Finanzministerin Maria Luís Albuquerque schwingt weiter den Rotstift.
Finanzministerin Maria Luís Albuquerque schwingt weiter den Rotstift.(Foto: REUTERS)

Die portugiesische Regierung hat weitere Einschnitte in den Ministerien und neue Jobkürzungen im öffentlichen Dienst angekündigt, um für den Ausstieg aus dem milliardenschweren internationalen Rettungsprogramm gewappnet zu sein.
Im Mai wird das Euro-Land offiziell den seit drei Jahren laufenden und 78 Milliarden Euro teuren Rettungsschirm ablegen und anschließend wieder selbstständig am Kapitalmarkt Schulden aufnehmen. Nun wollen die Gläubiger EU und IWF sicherstellen, dass Portugal seine Staatsausgaben nicht erneut übermäßig erhöht. Sie haben Portugal deshalb strikte Sparvorgaben auferlegt.

Im Jahr 2015 muss die Regierung in Lissabon nach dem Willen der Gläubiger ein Defizitziel von 2,5 Prozent des Bruttoinlandsproduktes einhalten. In diesem Jahr liegt die portugiesische Defizitquote noch bei 4 Prozent. Vor dem Rettungsprogramm lag das portugiesische Defizit bei fast 10 Prozent des Bruttoinlandsprodukts (BIP).

Defizitziele erreicht

In den ersten beiden Jahren unter dem Rettungsschirm hatte Portugal große Mühe, sein Haushaltsloch zu verringern, weil die Wirtschaftskrise härter ausfiel als gedacht. Seit dem zweiten Quartal 2013 haben sich das BIP und die Arbeitslosenrate in dem Land aber wieder verbessert, weshalb die konservative Regierung von Ministerpräsident Pedro Passos Coelho  die Defizitziele des vergangenen Jahres spielend einhielt.

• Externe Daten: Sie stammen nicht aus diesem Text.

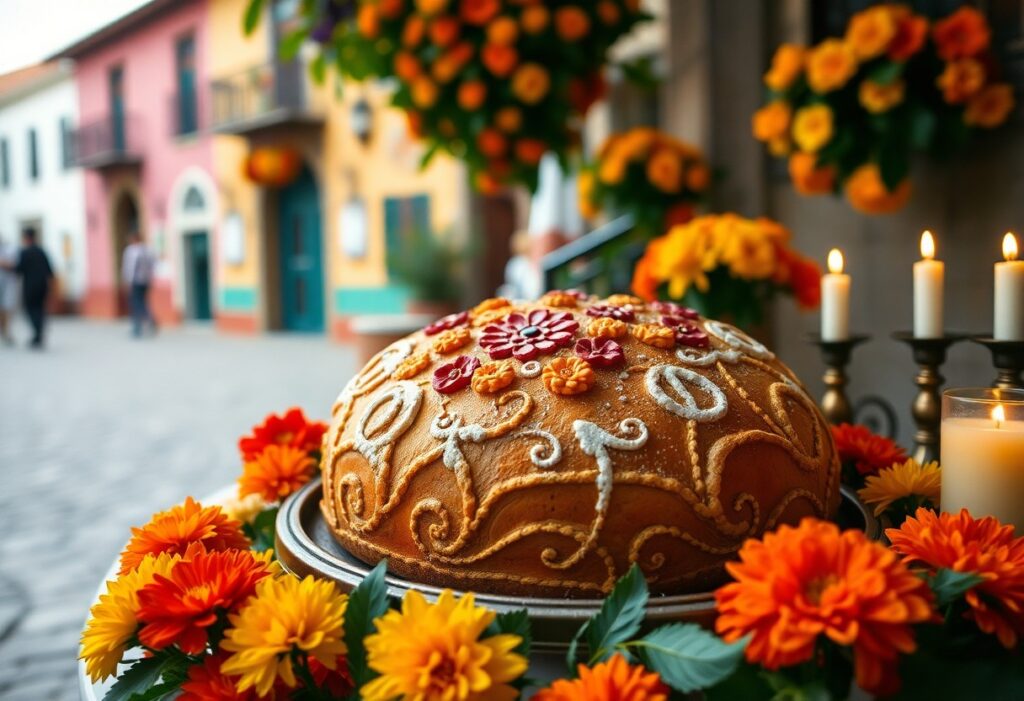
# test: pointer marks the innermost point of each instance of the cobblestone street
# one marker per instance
(98, 432)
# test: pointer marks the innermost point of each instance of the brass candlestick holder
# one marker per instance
(835, 404)
(927, 406)
(1008, 357)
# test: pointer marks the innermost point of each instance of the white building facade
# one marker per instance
(40, 186)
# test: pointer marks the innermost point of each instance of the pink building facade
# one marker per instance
(146, 156)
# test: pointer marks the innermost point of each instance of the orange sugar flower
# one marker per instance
(493, 377)
(290, 429)
(990, 106)
(984, 546)
(567, 376)
(867, 451)
(963, 34)
(179, 608)
(798, 584)
(614, 678)
(275, 473)
(174, 530)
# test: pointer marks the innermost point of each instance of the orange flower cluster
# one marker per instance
(655, 176)
(983, 546)
(848, 112)
(281, 454)
(494, 82)
(799, 585)
(753, 252)
(866, 452)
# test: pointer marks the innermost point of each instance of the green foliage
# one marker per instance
(687, 657)
(368, 602)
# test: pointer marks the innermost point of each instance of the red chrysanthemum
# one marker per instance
(801, 583)
(290, 429)
(984, 546)
(527, 336)
(207, 683)
(867, 451)
(178, 609)
(175, 529)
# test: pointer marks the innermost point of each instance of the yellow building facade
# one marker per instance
(311, 255)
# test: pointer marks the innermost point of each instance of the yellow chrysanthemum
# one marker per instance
(910, 479)
(433, 652)
(114, 620)
(286, 615)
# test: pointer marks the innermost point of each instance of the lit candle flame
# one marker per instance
(927, 246)
(835, 261)
(998, 414)
(1010, 247)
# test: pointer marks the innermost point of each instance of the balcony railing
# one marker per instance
(600, 262)
(107, 142)
(263, 97)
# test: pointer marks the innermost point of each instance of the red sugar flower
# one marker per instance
(290, 429)
(455, 376)
(180, 608)
(600, 352)
(525, 337)
(624, 313)
(445, 322)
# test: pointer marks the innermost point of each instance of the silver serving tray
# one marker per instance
(305, 545)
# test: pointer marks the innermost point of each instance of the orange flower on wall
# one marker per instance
(800, 585)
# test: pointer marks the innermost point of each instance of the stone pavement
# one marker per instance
(98, 432)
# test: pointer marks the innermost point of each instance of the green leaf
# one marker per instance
(367, 603)
(687, 657)
(948, 585)
(620, 617)
(887, 72)
(254, 10)
(136, 680)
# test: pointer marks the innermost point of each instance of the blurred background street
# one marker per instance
(98, 433)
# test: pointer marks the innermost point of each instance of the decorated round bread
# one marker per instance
(542, 448)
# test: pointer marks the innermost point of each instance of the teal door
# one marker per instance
(198, 275)
(301, 265)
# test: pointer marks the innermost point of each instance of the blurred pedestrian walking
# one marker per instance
(136, 271)
(8, 290)
(37, 277)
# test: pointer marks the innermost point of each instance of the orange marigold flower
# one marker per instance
(961, 79)
(292, 428)
(567, 376)
(179, 608)
(654, 335)
(866, 192)
(614, 678)
(963, 34)
(478, 11)
(985, 546)
(452, 340)
(605, 327)
(530, 83)
(535, 18)
(411, 366)
(560, 299)
(990, 107)
(276, 472)
(492, 377)
(800, 583)
(571, 23)
(867, 451)
(807, 177)
(174, 530)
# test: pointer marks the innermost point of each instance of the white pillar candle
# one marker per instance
(835, 300)
(1009, 313)
(929, 279)
(983, 467)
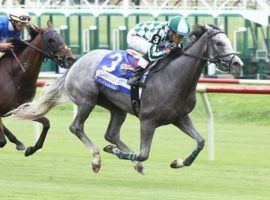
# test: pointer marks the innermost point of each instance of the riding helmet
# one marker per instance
(179, 25)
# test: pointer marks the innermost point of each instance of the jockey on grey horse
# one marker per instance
(156, 40)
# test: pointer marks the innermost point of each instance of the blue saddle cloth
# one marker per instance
(114, 70)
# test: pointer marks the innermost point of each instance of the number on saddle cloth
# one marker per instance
(114, 70)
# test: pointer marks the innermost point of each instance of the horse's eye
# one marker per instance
(219, 44)
(51, 41)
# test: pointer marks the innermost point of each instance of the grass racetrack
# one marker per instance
(240, 171)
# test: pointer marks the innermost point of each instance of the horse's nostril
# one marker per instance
(237, 64)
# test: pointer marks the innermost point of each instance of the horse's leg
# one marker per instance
(3, 140)
(118, 116)
(77, 127)
(13, 139)
(187, 127)
(147, 133)
(45, 127)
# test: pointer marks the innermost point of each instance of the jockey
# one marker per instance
(11, 27)
(156, 40)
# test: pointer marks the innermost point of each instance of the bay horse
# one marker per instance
(168, 98)
(19, 70)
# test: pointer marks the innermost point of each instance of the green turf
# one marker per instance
(240, 171)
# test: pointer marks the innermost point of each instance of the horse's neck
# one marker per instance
(31, 59)
(189, 69)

Wegen der besseren Wirtschaftslage sind nun weniger harsche Sparmaßnahmen nötig. Die Regierung rechnete bislang damit, dass sie im nächsten Jahr ihre Ausgaben um 2 Milliarden Euro senken müsse. Jetzt aber hat sie den Kürzungsbedarf auf 1,4 Milliarden Euro gesenkt.

Finanzministerin Maria Luís Albuquerque sagte, dass die Zahl der Stellen im öffentlichen Dienst weiter sinken werde. Arbeitsplätze fielen weg, wenn Angestellte in Rente gingen oder das Beschäftigungsverhältnis einvernehmlich aufgehoben würde.
Darüber hinaus erwägt die Regierung die Einführung neuer Steuern auf gesundheitsschädliche Produkte. Nach Angaben von Albuquerque wird die Regierung aber nicht die Einkommensteuern erhöhen und auch die Löhne und Renten nicht weiter senken.

Um das Vertrauen der Anleger beizubehalten, muss Portugal langfristig seine Spardisziplin aufrechterhalten. Obwohl das Land noch bis Juni zwei kleinere Finanzhilfe-Tranchen erhalten wird, wird es sich ab dann komplett alleine am Kapitalmarkt frisches Geld besorgen müssen.

Fitch streichelt und warnt

Grundsätzlich dürfte das aber kein Problem sein. Die Nachfrage nach portugiesischen Staatsschulden hat in diesem Jahr zugenommen, was die Anleiherenditen auf den tiefsten Stand seit mehreren Jahren gedrückt hat. Die staatliche Schuldenbehörde hat verstärkt neue Anleihen ausgegeben und sich auf diese Weise ein Kapitalpolster von 16 Milliarden Euro erarbeitet, mit dem der portugiesische Finanzbedarf ein Jahr lang gedeckt werden kann.

Vergangene Woche erhöhte die Ratingagentur Fitch den Schuldenausblick für Portugal von negativ auf positiv. Die Experten begründeten den Schritt damit, dass der Wirtschaftsaufschwung stark sei und das Haushaltsdefizit sinke. Aber die Ratingagentur warnte auch, dass sie ihre Meinung jederzeit ändern könnte, sollte die Haushaltssanierung in Portugal ins Stocken geraten. Fitch stuft portugiesische Staatsanleihen nach wie vor als Ramsch ein. Der positive Ausblick könnte aber dazu führen, dass die Ratingagentur noch in diesem Jahr ihre Bonitätsnote für Portugal erhöht.